South Carolina tried punt returner No. 4 on the season Sunday against Georgia.
And the day still ended with Gamecocks coach Will Muschamp openly lamenting how he assumed he’d be able find one player who could return punts on a Division I roster.
USC put tight end Hayden Hurst back there in an effort just to get possession, and it didn’t go well. Five Georgia punts came his way, he laid hands on none.
A couple went out of bounds, but balls he didn’t field were downed on South Carolina’s 9-, 3- and 3-yard lines.
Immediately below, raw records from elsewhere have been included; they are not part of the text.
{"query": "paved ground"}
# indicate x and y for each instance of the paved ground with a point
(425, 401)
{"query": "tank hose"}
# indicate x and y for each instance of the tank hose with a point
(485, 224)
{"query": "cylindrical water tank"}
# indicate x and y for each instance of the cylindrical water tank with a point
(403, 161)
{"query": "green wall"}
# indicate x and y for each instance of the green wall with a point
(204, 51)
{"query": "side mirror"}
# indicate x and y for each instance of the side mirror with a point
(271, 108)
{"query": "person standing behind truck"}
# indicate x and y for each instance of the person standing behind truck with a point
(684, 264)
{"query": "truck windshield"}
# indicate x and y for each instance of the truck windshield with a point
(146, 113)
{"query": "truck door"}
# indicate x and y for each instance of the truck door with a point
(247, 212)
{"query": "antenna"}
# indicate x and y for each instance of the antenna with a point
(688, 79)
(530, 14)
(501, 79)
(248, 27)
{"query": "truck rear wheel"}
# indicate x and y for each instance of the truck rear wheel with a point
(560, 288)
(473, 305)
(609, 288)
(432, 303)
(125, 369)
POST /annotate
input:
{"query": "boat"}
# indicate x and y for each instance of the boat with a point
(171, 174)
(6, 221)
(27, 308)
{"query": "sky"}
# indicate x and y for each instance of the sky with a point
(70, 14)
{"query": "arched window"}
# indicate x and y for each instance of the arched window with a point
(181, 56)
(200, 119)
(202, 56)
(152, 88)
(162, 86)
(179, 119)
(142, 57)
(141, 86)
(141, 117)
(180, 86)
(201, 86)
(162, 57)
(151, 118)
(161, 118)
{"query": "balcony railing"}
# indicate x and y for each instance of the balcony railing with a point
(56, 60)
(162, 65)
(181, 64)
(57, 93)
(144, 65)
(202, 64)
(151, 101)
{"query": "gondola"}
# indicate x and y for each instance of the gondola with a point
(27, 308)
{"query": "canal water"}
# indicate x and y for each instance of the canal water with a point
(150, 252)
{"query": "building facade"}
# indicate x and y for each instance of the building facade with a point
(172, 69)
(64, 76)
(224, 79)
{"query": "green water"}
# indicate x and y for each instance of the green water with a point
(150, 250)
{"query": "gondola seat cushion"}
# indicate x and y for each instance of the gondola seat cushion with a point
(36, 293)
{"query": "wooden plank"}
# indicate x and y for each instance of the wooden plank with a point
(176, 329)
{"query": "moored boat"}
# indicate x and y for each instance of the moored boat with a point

The Bulldogs got good field position after two of those drives and converted them into touchdowns.
Hurst gave way to Chris Lammons, who fair caught the one that went his way.
Several times, Hurst appeared to be in position to field it, but ended up waving off his teammates and letting the ball roll.
“That’s the first time I’ve ever punt returned in my life,” Hurst said. “It’s difficult to get a read on those balls. Ball was wobbling, looked like it was going to fall short and then took a heck of a bounce. That’s a tough one.”
South Carolina had tried three other players at the spot, and all had at least one muff.
All went off
The game Sunday had a little less buzz than usual. Then again, it was being played on a Sunday.
With Hurricane Matthew delaying the game a day, most things around the stadium went off as planned. There were fewer cars in the parking lot, more empty seats and a video board that took a bit longer to go on than usual, but there were no notable problems in pulling off a gameday.
Athletics director Ray Tanner said he was happy with how everything went, shifting things backs a day, and Muschamp took a moment to thank an array of folks for orchestrating the quick change of plans.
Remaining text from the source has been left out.